Il faut présenter cela aux jeunes et aux parents: aujourd’ hui, nous avons un métier où il y a de la sécurité.
M. Le Bihan.
Comme tous les métiers du bâtiment, qui sont des métiers physiques, mais « physique » ne va pas forcément avec « dangereux », si on prend les précautions nécessaires.
Merci à vous trois pour vos partages d’ expérience et votre regard sur le sujet.

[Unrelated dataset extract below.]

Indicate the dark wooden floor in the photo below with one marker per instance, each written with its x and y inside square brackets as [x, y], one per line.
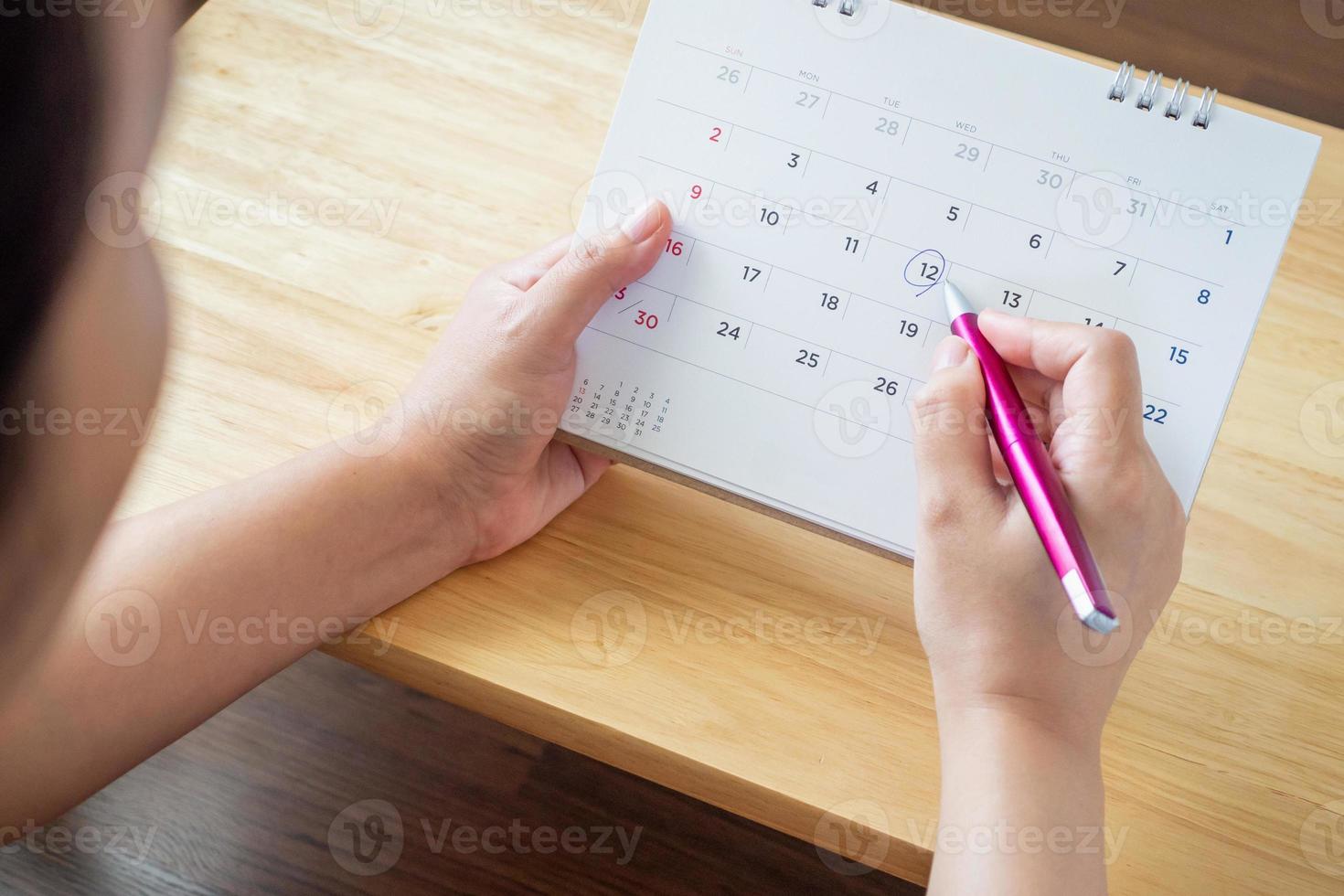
[246, 804]
[253, 802]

Laurent, as-tu un avis, un regard par rapport aux deux présentations de projets que l’ on vient d’ entendre de la part de Florent et de Marina?
M. Cordier.
Imaginez un échafaudage sur le toit d’ en face, avec une image avec de la tuile: il n’ y aurait pas trop d’ intérêt. Il faut que les gens puissent s’ identifier au métier en fonction de là où ils habitent. On a un métier qui est varié au niveau des matériaux. Cela paraissait essentiel.
Le service Communication nous a soutenus et nous soutient dans cette démarche.
Le métier de couvreur est beaucoup porté par les industriels, car ils vendent des produits avec un manque de compétences pour savoir les poser. Les tuiliers ont des sinistres sur la tuile. S’ ils formaient les couvreurs de demain, ils ne les auraient plus.
Il y a un réel intérêt pour les industriels de la filière à communiquer sur le métier de couvreur aujourd’ hui.
M. Le Bihan. Pour avoir des compétences.
M. Cordier.
M. Marmonier.
Je pense que c’ est nécessaire. On a eu une telle campagne pour les métiers de bureau. Quand Michel Rocard a été ministre au Plan en 1981, il a décidé— avec l’ accord du Gouvernement, je pense— de passer de 70 % d’ actifs dans la production à 30 %. L’ essentiel des biens nécessaires à la France serait alors fabriqué à l’ étranger. Aujourd’ hui, il faut recréer une culture de la production en France. On voit que l’ industrie y travaille.
Dans le secteur du bâtiment, on doit y travailler aussi. Il est indispensable de faire la promotion de nos métiers et de la sécurité. C’ est quelque chose qui tient beaucoup à cœur aux parents: la sécurité et les troubles musculosquelettiques.
Le parent est l’ orienteur principal, assez souvent. S’ il se dit: « Je vais envoyer mon gamin dans un métier dangereux, à cause duquel il va être tout cassé à 40 ans », cela ne va pas. Or ce n’ est plus le cas sur les chantiers. Nous avons du travail en sécurité. Nous n’ avons plus les maisons individuelles. Cela s’ arrête avec la loi ZAN. Cela fait une bonne partie des chantiers dangereux arrêtés. Là, il y avait de grands défauts de sécurité.